Here are several reasons:
1. DNS undermines privacy
Most people use their ISP's servers for Domain Name Services - that is, for translation of the name of the site to its actual IP address. While making a DNS request to translate the name of a porn site won't tell the ISP exactly how often one visited the site, or what items he or she viewed on the site, it will tell the ISP that he or she looked up the site name -- and information about usage patterns may emerge from repeated lookups after cached DNS data expires. Furthermore, while the fact that someone looked up pornhub.com may not, on its own, tell an ISP much about someone, what about cases where a teenage girl visits plannedparenthood.org, a college student visits aa.org, or a married man visits ashleymadison.com? Plenty of private information can be garnered from DNS lookups.
2. HTTPS sessions start unencrypted
In order to establish encrypted communications, modern browsers and web servers (or apps and servers) use something called a Transport Layer Security (TLS) Handshake. At a high level (intentionally oversimplified), that process typically involves the server proving to the browser that it is the party that it claims it be and then the two parties - the server and the browser -- establishing and agreeing upon the algorithm and keys needed for encrypting the session. During the earlier parts of the handshake process, however, communications are not encrypted - and the ISP (or anyone else listening in) can see the name of the server that a browser is accessing.
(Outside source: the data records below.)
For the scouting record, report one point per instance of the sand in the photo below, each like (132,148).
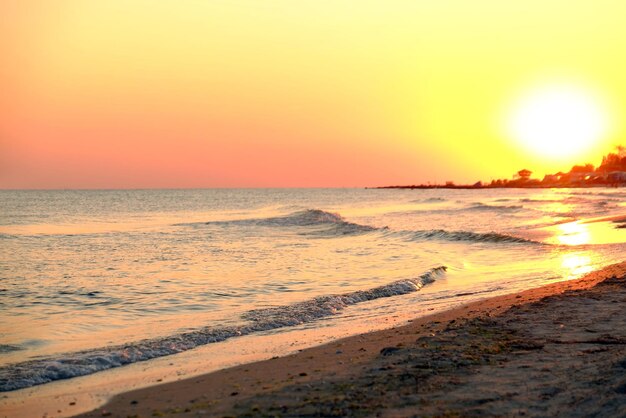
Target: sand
(555,350)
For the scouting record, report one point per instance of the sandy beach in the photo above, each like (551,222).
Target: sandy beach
(555,350)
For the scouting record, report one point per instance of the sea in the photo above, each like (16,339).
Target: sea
(97,279)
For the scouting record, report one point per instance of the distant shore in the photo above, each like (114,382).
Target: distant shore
(489,186)
(553,350)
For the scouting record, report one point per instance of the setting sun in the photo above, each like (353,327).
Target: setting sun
(558,121)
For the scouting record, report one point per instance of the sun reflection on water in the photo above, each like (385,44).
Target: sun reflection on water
(576,264)
(574,233)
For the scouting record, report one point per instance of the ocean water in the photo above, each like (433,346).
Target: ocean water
(91,280)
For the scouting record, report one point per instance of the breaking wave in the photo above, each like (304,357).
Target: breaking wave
(44,370)
(483,206)
(327,223)
(478,237)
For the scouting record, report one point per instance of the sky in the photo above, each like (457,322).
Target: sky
(236,93)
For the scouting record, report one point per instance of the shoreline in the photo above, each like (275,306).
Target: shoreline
(225,391)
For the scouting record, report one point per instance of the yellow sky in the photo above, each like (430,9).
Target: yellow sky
(182,93)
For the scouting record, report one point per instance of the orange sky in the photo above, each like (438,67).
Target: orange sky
(138,93)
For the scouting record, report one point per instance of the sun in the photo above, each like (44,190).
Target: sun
(558,121)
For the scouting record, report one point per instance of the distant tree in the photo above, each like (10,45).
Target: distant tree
(614,161)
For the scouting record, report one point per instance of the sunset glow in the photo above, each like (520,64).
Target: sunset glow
(132,94)
(559,122)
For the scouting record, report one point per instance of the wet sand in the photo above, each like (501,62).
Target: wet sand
(551,351)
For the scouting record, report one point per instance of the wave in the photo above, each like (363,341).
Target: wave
(477,237)
(335,224)
(429,200)
(478,206)
(44,370)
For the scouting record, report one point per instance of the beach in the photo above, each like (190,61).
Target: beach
(555,350)
(110,292)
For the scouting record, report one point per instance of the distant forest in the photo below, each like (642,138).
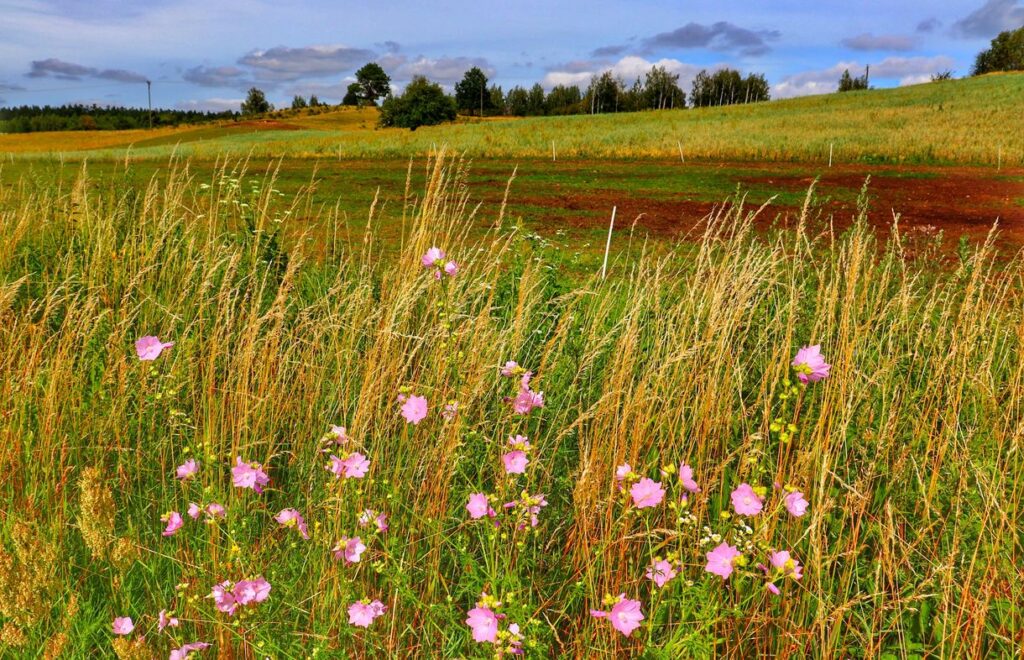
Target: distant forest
(30,119)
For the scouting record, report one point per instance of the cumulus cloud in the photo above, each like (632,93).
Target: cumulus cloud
(989,19)
(53,68)
(868,41)
(907,71)
(284,63)
(722,36)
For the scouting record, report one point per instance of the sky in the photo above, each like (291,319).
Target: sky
(204,54)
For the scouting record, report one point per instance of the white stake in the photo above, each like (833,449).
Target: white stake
(607,246)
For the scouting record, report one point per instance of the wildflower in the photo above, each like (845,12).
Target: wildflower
(686,478)
(349,550)
(432,257)
(185,650)
(796,503)
(378,519)
(353,466)
(722,559)
(174,522)
(478,507)
(414,409)
(123,625)
(186,470)
(148,348)
(625,615)
(363,613)
(660,572)
(646,493)
(249,475)
(483,622)
(292,518)
(810,364)
(745,501)
(165,620)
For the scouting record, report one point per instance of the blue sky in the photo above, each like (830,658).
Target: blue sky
(205,53)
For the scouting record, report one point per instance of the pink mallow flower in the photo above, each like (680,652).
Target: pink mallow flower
(415,409)
(123,625)
(165,620)
(349,550)
(722,559)
(353,466)
(686,478)
(432,257)
(660,572)
(625,615)
(292,518)
(483,622)
(174,522)
(810,364)
(745,501)
(249,475)
(186,470)
(646,493)
(478,507)
(148,348)
(185,650)
(796,503)
(363,613)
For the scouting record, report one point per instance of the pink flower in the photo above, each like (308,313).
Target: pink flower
(164,620)
(432,257)
(363,613)
(349,550)
(292,518)
(184,651)
(745,501)
(483,623)
(186,470)
(174,523)
(123,625)
(810,364)
(796,503)
(625,615)
(354,466)
(686,478)
(371,516)
(721,559)
(526,400)
(478,507)
(246,475)
(660,572)
(515,462)
(646,493)
(785,565)
(148,348)
(414,409)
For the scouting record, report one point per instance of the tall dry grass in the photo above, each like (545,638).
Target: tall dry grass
(909,453)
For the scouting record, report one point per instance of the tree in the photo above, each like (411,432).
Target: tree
(255,102)
(374,83)
(1006,53)
(423,103)
(353,95)
(471,92)
(848,83)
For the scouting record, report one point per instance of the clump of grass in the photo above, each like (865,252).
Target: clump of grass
(907,454)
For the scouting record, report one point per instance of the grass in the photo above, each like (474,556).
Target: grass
(287,319)
(963,122)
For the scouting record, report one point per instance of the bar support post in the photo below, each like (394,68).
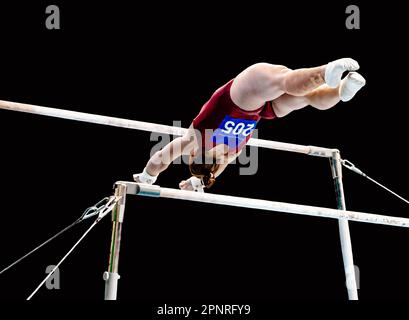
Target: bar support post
(111,276)
(345,237)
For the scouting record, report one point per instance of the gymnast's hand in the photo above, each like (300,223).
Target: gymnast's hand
(191,184)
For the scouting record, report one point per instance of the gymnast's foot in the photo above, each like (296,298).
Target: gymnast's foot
(350,85)
(335,69)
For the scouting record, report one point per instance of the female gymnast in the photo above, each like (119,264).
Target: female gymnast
(226,121)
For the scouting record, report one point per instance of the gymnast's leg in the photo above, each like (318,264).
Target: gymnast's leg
(322,98)
(265,82)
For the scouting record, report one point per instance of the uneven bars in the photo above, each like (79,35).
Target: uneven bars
(157,191)
(153,127)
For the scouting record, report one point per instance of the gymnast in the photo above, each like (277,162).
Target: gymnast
(227,120)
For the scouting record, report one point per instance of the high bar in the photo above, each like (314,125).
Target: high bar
(157,191)
(153,127)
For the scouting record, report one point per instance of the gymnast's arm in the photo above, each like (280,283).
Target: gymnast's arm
(187,184)
(161,159)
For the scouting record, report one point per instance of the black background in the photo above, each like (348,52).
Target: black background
(158,63)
3. Websites, webpages, and media can be fingerprinted and identified even when encrypted
It is possible to determine what web sites, or even web pages within sites, are being accessed in an encrypted session even without cracking the encryption. For the sake of simplicity - I am obviously not going to give a cryptanalysis lesson in my this column - consider my website, JosephSteinberg.com, and the Inc.com website. Even someone watching encrypted traffic from them - who obviously cannot read any of the traffic's contents - can see that each of the two sites uses a different set of third party resources in specific orders, and can see that each site sends to the browser a different amount of content in different groupings. Likewise, on my own site, the many blog post pages deliver content in a pattern that differs from the one used by of the home page, but which is generally similar between the various blog post pages. If someone loaded 9 blog post pages and then the home page, it might be possible, therefore, for someone monitoring traffic to and from the browser to be able to determine the sequence of events -- that 9 blog posts were loaded and then the home page. With more detailed fingerprinting and analysis, the blog posts may be identifiable down to the exact page. Likewise, it may be possible to determine which video on a website someone watched by monitoring the amount of data in the associated stream. While ISPs may seem unlikely to implement such detailed monitoring, if others are willing to pay top dollar for such data, it is certainly not out of the question. The bottom line is that an ISP that analyzes encrypted traffic could likely "fingerprint" a significant percentage of websites being accessed (especially since it can load sites on its own and establish heuristics against which to compare); it may even be able, in many cases, to determine which page or page within a group of pages on a site a user accessed.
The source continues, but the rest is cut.